Push_map_as_event_on_timeout undocumented side effects (Logstash version 6.8.1)

The earlier part of my config contains a lot of regex which breaks up a message from /var/log/php7.0-fpm.log into a number of parts and assigns [@metatadata][php_variety] . Additional processing is then performed based on the results.
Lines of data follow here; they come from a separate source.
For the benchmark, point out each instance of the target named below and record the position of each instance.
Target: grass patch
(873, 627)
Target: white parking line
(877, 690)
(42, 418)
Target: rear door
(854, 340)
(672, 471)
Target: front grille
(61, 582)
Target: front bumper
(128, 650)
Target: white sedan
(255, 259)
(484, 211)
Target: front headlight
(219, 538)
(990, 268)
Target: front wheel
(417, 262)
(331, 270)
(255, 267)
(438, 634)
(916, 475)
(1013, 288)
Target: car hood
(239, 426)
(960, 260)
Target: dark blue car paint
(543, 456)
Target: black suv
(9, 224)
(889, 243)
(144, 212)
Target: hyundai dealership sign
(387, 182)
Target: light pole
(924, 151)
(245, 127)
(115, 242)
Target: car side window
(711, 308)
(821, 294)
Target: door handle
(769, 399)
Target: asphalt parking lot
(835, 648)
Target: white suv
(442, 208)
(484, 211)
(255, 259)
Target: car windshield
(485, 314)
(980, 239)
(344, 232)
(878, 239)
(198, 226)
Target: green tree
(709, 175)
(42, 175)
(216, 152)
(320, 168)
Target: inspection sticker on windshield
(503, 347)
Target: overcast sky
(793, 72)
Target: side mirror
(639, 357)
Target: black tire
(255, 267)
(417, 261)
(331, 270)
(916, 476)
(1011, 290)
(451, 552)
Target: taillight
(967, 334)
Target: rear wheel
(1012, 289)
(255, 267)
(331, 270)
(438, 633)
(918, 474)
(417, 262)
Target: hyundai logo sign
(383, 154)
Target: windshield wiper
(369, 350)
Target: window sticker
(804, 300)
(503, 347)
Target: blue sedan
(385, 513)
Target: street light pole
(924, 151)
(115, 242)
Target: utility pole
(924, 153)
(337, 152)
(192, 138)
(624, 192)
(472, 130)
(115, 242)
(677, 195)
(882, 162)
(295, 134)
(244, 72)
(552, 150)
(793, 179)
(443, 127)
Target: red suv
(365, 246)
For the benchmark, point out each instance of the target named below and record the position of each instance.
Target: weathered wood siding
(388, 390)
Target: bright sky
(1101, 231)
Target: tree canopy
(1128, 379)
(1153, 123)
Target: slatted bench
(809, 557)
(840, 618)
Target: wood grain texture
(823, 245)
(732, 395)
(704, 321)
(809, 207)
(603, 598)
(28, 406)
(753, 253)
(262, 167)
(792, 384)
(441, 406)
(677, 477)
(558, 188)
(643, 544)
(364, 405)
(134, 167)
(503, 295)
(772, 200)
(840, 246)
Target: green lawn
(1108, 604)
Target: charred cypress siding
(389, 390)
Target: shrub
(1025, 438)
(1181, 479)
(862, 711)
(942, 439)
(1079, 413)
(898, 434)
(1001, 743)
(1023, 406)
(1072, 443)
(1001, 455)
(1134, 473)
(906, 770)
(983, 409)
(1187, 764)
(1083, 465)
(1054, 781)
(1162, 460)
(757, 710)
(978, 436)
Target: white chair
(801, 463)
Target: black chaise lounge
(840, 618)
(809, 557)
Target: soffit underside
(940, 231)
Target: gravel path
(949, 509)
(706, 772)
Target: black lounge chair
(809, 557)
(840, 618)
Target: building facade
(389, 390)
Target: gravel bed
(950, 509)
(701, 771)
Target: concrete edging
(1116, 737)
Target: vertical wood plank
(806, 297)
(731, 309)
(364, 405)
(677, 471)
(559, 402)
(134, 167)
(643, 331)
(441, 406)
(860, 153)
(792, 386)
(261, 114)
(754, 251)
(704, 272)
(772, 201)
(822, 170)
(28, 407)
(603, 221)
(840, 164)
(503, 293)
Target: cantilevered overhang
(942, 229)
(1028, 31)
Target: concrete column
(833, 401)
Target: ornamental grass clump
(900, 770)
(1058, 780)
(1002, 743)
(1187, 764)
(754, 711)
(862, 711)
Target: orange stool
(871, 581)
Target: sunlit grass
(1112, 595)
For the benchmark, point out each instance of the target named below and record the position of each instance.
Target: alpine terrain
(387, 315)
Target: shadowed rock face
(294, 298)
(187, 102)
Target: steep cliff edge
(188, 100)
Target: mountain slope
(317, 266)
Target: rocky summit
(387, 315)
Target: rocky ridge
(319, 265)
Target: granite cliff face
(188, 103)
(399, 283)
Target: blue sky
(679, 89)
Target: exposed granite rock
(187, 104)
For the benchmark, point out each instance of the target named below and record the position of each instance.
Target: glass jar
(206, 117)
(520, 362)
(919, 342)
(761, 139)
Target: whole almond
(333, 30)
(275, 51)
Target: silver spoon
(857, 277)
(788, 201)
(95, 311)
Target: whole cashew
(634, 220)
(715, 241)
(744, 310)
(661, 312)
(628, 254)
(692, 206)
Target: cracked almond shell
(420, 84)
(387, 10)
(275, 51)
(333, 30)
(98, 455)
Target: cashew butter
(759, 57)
The test data I'm using for this config (with some info redacted) is

[25-Jul-2019 12:12:07] WARNING: [pool mypoolname] child 22377 said into stderr: "NOTICE: PHP message: PHP Fatal error:  Uncaught Exception: Test Exception in /var/www/..."
[25-Jul-2019 12:12:07] WARNING: [pool mypoolname] child 22377 said into stderr: "Stack trace:"
[25-Jul-2019 12:12:07] WARNING: [pool mypoolname] child 22377 said into stderr: "#0 /var/www/..."
[25-Jul-2019 12:12:07] WARNING: [pool mypoolname] child 22377 said into stderr: "#1 /var/www/..."
[25-Jul-2019 12:12:07] WARNING: [pool mypoolname] child 22377 said into stderr: "#2 /var/www/..."
[25-Jul-2019 12:12:07] WARNING: [pool mypoolname] child 22377 said into stderr: "#3 /var/www/..."
[25-Jul-2019 12:12:07] WARNING: [pool mypoolname] child 22377 said into stderr: "#4 /var/www/..."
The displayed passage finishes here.